I need to pull in the values from the lookup table for a printable report; right now I'm using a subquery to get the dd_doc_status_name as a user-friendly name instead of the dd_doc_status_id.

SELECT created_at,
 filing_id,
 (
 SELECT dd_doc_status_name
 FROM REP_ASSIST.ES_DOCUMENT_STATUSES
 WHERE ES_DOCUMENT_STATUSES.dd_doc_status_id = prior_dd_rcvd_status_id
 ) AS 'prior_dd_status',
 (
 SELECT dd_doc_status_name
 FROM REP_ASSIST.ES_DOCUMENT_STATUSES
 WHERE ES_DOCUMENT_STATUSES.dd_doc_status_id = new_dd_rcvd_status_id
 ) AS 'new_dd_status'
FROM REP_ASSIST.ES_LOG
WHERE filing_id = 988;

However, I'm concerned that using subqueries like this may be a bit of a hack and affect performance (especially if I end up adding additional columns that need this information).

I'm getting the correct results (see below), but I'd like to know if there is a more efficient and more standard way.

+-------------------------+-----------+----------------------+--------------------+
| created_at | filing_id | prior_dd_rcvd_status | new_dd_rcvd_status |
+-------------------------+-----------+----------------------+--------------------+
| 2019年09月04日 10:58:48.000 | 988 | MISSING | MISSING |
| 2019年09月04日 10:47:03.000 | 988 | RECEIVED | MISSING |
| 2019年08月28日 23:56:47.000 | 988 | null | RECEIVED |
+-------------------------+-----------+----------------------+--------------------+

Question 2

This is SQL will not work on MySQL as the columns in the subqueries are unknown.
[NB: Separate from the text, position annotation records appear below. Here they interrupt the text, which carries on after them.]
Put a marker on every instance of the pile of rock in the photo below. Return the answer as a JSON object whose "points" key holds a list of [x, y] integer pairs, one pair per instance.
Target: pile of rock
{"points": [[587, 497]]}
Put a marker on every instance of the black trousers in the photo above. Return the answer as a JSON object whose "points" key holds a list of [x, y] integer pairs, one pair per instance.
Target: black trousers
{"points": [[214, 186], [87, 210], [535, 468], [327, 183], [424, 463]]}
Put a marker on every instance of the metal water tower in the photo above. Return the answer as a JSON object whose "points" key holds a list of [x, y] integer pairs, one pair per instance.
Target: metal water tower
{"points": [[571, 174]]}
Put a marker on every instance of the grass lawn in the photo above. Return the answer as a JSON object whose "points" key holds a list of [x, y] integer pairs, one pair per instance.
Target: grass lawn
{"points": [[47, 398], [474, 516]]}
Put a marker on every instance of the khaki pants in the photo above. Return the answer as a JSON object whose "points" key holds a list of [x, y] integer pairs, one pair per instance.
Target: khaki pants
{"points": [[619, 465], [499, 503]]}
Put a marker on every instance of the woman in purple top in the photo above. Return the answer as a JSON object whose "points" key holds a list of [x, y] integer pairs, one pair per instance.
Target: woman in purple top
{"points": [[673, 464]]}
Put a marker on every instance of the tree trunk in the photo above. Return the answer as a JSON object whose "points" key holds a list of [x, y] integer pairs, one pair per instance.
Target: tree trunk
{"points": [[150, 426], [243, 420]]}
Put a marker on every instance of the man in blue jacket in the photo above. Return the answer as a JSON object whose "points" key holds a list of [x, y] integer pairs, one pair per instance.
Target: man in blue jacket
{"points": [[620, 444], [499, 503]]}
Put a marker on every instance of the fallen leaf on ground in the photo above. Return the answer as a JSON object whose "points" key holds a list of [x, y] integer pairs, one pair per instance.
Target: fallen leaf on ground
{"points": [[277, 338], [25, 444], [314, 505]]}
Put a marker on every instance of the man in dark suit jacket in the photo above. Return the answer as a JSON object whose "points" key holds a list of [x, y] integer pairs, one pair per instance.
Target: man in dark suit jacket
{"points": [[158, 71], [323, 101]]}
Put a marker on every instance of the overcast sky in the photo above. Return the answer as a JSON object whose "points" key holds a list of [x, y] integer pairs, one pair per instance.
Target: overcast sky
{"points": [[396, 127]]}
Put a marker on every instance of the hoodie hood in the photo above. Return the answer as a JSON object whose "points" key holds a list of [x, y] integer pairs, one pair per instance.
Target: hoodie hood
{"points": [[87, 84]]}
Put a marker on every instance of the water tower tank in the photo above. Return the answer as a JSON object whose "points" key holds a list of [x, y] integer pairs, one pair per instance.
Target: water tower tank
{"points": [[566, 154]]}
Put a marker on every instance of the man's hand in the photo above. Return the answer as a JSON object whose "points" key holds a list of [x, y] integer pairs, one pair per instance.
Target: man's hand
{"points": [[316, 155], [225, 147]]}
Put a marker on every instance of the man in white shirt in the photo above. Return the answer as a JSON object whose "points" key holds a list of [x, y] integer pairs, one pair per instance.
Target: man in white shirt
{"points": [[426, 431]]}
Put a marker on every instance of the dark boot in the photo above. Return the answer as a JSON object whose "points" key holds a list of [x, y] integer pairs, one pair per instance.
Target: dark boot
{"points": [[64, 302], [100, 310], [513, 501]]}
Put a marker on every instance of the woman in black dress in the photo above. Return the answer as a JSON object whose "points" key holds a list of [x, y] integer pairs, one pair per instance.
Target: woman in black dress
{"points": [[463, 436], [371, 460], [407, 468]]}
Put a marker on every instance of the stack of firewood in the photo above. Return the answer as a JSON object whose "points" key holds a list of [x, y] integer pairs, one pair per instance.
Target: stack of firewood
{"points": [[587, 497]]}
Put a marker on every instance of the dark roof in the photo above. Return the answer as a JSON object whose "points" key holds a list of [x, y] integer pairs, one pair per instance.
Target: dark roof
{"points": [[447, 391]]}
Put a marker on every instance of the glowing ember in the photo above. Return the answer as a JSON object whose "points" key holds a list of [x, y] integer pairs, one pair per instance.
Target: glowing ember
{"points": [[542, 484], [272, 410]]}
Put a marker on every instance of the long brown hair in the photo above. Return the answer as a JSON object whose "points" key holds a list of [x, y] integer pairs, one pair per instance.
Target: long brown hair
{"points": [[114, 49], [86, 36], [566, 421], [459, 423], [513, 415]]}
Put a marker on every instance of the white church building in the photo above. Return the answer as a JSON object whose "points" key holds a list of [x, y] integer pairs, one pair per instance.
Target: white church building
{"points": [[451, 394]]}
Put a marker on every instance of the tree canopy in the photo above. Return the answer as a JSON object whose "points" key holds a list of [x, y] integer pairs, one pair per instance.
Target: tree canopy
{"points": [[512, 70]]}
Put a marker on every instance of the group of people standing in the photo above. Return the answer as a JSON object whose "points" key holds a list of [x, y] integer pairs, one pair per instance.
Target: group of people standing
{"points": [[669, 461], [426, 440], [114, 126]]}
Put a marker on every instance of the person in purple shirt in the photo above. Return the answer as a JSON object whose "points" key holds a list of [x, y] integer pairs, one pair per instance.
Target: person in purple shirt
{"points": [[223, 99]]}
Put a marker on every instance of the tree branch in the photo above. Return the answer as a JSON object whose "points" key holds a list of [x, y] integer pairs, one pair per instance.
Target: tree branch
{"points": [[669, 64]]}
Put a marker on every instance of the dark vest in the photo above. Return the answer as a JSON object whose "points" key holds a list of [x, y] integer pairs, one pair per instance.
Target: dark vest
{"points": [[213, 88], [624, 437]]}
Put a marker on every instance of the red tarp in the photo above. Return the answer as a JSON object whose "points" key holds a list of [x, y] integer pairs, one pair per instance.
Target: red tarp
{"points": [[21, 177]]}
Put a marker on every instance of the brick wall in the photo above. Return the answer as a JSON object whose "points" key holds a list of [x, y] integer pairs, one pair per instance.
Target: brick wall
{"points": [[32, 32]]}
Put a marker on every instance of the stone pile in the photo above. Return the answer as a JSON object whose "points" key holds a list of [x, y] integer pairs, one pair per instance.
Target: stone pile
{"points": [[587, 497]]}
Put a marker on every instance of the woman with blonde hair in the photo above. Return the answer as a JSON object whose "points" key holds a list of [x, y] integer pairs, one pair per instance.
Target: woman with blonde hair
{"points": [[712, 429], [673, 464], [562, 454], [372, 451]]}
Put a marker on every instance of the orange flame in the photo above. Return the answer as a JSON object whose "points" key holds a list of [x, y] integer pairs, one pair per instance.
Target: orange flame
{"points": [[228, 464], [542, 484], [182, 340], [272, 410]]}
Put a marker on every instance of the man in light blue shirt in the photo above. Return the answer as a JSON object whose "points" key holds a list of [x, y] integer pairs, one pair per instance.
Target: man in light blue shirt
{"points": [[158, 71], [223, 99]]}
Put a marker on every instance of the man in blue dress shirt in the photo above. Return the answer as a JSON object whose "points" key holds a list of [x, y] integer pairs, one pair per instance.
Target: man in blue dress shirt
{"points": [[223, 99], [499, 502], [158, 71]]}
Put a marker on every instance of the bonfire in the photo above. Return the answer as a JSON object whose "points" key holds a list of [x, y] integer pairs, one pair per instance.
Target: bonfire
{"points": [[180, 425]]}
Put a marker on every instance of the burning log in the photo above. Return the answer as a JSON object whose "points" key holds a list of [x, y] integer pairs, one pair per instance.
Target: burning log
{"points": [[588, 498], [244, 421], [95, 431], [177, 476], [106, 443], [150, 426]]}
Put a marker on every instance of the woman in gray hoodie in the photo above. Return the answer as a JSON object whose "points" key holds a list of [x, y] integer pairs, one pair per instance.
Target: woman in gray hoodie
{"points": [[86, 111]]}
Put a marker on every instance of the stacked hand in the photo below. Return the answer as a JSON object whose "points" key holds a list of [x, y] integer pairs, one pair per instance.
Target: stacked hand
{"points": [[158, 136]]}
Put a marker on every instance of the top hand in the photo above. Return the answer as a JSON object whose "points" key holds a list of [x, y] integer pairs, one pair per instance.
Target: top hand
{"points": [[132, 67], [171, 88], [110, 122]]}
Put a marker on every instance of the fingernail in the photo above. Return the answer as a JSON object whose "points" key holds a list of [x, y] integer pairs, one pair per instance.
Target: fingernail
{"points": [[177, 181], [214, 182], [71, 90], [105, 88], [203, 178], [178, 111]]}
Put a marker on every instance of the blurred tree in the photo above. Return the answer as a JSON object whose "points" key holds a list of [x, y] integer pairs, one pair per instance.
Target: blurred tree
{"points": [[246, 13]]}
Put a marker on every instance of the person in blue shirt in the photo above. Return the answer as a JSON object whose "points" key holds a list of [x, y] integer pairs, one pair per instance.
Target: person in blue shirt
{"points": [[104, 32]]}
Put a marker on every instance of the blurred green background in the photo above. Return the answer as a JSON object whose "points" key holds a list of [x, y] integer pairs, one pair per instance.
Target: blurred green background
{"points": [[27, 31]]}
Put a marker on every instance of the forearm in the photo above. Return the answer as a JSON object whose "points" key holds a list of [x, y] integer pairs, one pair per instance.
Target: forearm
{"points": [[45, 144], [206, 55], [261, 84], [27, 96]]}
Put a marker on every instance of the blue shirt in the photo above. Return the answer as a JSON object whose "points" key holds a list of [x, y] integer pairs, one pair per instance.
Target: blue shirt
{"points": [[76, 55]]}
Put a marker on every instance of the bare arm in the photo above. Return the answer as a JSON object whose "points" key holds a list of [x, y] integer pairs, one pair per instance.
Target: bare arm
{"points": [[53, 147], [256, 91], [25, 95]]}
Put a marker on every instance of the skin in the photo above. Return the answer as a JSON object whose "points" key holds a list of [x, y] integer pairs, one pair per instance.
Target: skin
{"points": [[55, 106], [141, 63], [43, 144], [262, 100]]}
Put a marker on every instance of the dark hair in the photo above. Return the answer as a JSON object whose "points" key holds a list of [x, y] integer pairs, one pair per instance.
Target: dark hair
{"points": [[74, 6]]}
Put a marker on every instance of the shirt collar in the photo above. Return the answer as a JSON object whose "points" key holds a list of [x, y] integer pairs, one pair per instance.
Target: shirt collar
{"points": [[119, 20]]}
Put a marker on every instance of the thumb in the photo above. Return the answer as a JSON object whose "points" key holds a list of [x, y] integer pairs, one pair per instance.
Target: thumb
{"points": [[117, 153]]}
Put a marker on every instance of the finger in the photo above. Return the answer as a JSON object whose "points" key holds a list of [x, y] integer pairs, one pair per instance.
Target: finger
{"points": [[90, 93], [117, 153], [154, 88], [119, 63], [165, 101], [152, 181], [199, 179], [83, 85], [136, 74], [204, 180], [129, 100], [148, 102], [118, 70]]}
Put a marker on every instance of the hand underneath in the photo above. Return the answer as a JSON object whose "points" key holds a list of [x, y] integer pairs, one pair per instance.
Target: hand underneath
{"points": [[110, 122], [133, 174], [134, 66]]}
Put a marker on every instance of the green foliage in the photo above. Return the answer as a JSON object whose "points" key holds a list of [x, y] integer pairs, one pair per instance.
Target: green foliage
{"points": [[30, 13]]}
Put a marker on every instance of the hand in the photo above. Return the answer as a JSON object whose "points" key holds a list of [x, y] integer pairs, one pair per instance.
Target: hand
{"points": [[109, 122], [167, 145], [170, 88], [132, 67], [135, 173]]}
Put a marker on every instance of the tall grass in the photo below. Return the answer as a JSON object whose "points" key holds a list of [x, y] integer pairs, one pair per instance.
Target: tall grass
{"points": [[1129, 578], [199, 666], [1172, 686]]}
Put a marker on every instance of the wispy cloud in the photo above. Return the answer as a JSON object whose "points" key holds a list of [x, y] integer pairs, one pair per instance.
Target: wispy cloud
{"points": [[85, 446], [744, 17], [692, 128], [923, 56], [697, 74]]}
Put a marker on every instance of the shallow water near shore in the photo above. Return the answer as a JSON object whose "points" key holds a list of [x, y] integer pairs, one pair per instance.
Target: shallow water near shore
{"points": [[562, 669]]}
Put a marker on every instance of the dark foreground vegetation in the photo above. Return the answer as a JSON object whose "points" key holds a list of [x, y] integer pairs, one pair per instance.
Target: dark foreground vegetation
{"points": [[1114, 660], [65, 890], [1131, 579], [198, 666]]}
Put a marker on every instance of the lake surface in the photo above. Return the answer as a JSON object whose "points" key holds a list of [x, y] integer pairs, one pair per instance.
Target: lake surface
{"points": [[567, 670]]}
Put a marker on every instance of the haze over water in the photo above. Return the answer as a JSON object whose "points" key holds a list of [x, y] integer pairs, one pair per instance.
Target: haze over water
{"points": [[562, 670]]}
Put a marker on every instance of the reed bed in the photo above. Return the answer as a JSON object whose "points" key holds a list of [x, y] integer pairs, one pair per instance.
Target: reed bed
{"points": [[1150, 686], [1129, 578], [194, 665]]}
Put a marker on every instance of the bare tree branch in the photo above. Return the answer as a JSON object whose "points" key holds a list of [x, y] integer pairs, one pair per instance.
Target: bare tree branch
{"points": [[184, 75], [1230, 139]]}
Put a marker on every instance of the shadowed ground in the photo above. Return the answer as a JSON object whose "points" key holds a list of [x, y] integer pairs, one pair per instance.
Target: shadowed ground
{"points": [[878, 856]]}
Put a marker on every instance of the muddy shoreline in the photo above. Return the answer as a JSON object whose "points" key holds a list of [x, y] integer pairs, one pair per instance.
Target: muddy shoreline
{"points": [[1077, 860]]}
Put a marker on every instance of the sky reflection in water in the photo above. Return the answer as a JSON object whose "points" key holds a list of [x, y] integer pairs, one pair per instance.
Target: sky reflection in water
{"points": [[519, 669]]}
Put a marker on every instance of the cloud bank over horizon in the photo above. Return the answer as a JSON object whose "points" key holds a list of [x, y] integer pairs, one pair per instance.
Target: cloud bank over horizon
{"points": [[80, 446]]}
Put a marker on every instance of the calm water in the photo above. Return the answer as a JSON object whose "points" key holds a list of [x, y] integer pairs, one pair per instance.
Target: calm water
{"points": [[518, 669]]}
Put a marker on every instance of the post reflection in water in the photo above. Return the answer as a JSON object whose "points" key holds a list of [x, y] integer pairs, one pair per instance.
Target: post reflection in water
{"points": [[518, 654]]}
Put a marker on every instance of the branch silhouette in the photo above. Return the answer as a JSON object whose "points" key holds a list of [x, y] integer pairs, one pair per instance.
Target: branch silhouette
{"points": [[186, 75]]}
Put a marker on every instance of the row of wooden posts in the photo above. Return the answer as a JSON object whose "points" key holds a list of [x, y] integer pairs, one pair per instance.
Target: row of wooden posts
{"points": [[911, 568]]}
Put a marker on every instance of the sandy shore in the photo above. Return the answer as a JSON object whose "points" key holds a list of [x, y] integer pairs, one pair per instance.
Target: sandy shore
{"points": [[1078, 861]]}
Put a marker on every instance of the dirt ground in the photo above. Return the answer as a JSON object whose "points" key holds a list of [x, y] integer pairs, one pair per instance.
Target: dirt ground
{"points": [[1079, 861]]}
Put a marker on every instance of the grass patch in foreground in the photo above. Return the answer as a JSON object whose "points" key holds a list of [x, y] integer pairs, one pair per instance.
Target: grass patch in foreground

Regarding the suggestions, just 2 left joins on your ES_DOCUMENT_STATUSES table instead of the subqueries will be fine, I don't know about sql-server so forgive me from putting a complete answer.

Question 3

Here is that fiddle for sql server: sqlfiddle.com/#!18/bdf74/5

Question 4

@Accountantم the query in question does not work, OP should edit his field names. I'm voting to close this question for not working SQL.

Question 5

When you edit your question, please update your title to describe the purpose of the code, rather than the mechanism. We really need to understand the motivational context to give good reviews. Thanks!

Question 6

@dfhwze - Thank you for correcting the fiddle for SQL Server.

Question 7

I've updated the Fiddle with your initial query and 2 alternatives.

This is the initial query plan:

enter image description here

Using OUTER APPLY instead of the nested SELECT statements.

select created_at, prior_dd_rcvd_status_id, 
 new_dd_rcvd_status_id, prior_dd_status, new_dd_status, filing_id
from ES_LOG
outer apply (
 select dd_doc_status_name as prior_dd_status 
 from ES_DOCUMENT_STATUSES where dd_doc_status_id = prior_dd_rcvd_status_id
) a
outer apply (
 select dd_doc_status_name as new_dd_status 
 from ES_DOCUMENT_STATUSES where dd_doc_status_id = new_dd_rcvd_status_id
) b
where filing_id = 988;

The query plan gets simplified:

enter image description here

And using LEFT OUTER JOIN instead of the OUTER APPLY.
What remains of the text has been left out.